Penn bought the 14-acre lot in 2007 and combined it with existing land to create the 24-acre Penn Park. It features two athletic fields, a multipurpose stadium with 470 seats, a tennis center, and parking for 210 cars. In addition, there are two acres of open space and a picnic grove. The park, which has 530 newly planted native trees, gives the urban campus breathing room and offers everyone a new vantage point for viewing Center City. When the site was a parking lot, only the postal drivers who used it could appreciate the expansive sweep of skyline from the west bank of the Schuylkill. Now that the area is accessible to all, it gives visitors a "big sky" view of the city, said David Hollenberg, an architect for Penn. "It's Philadelphia's Montana."

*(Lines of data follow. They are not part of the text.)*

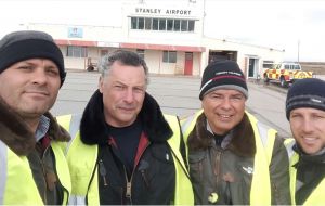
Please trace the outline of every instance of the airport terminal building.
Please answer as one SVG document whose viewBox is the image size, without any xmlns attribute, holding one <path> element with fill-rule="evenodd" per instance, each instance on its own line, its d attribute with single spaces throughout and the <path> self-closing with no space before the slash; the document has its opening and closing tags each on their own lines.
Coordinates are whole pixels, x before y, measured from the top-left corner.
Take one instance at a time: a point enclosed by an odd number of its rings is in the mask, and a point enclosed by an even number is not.
<svg viewBox="0 0 325 206">
<path fill-rule="evenodd" d="M 209 62 L 234 60 L 247 78 L 257 78 L 264 67 L 283 60 L 283 50 L 206 37 L 204 0 L 179 0 L 178 4 L 123 1 L 119 26 L 25 26 L 53 36 L 67 69 L 96 68 L 102 55 L 119 49 L 138 52 L 150 73 L 159 75 L 200 76 Z"/>
</svg>

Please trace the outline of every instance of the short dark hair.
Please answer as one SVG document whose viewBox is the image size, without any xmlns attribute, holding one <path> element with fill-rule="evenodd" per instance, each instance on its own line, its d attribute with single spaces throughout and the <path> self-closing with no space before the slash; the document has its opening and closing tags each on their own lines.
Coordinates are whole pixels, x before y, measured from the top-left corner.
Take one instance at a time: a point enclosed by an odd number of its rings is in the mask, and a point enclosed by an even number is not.
<svg viewBox="0 0 325 206">
<path fill-rule="evenodd" d="M 142 66 L 145 74 L 145 82 L 148 83 L 148 67 L 145 61 L 135 52 L 127 50 L 117 50 L 104 55 L 99 62 L 99 70 L 102 76 L 106 76 L 112 69 L 112 65 L 118 61 L 123 65 Z"/>
</svg>

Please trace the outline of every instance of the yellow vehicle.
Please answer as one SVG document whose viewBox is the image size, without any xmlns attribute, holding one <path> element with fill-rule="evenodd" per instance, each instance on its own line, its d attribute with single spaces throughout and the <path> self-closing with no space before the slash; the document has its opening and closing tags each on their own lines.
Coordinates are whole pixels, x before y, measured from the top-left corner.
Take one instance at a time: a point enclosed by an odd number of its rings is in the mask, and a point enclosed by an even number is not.
<svg viewBox="0 0 325 206">
<path fill-rule="evenodd" d="M 273 64 L 271 68 L 264 72 L 263 77 L 264 82 L 273 80 L 280 82 L 281 87 L 287 87 L 298 79 L 313 78 L 313 72 L 301 70 L 301 66 L 298 63 L 284 62 Z"/>
</svg>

Penn Park is bordered by Walnut Street to the north, Amtrak rails to the east, SEPTA tracks to the west, and South Street to the south. It's accessible via three walkways, from Walnut, South Street, and Franklin Field. Built with donations and university funds - no public money - the park was difficult to redevelop, said Anne Papageorge, vice president of facilities and real estate services at Penn. The park sits in a bowl and is crossed by three rail lines: Amtrak, CSX, and SEPTA. Under the asphalt of the former parking lot were unstable layers of rubble, cobblestones, and dredged silt. When construction began two years ago, workers spent the first couple of months driving 2,200 pilings from 20 to 55 feet long into the ground to support fields and berms. "There's a lot of work below ground that no one sees," Papageorge said. The soil also was too poor for planting trees or grass. "Not even a teaspoon that we could use," said Laura Solano, a landscape architect for Michael Van Valkenburgh Associates, which designed the park. Caravans of trucks dumped 45,000 cubic yards of planting soil to create berms and swaths of open space. Architects created a varied landscape around the two regulation-size athletic fields. Under the CSX trestle that cuts through the length of the park are small hills covered with grass as thick as shag carpet.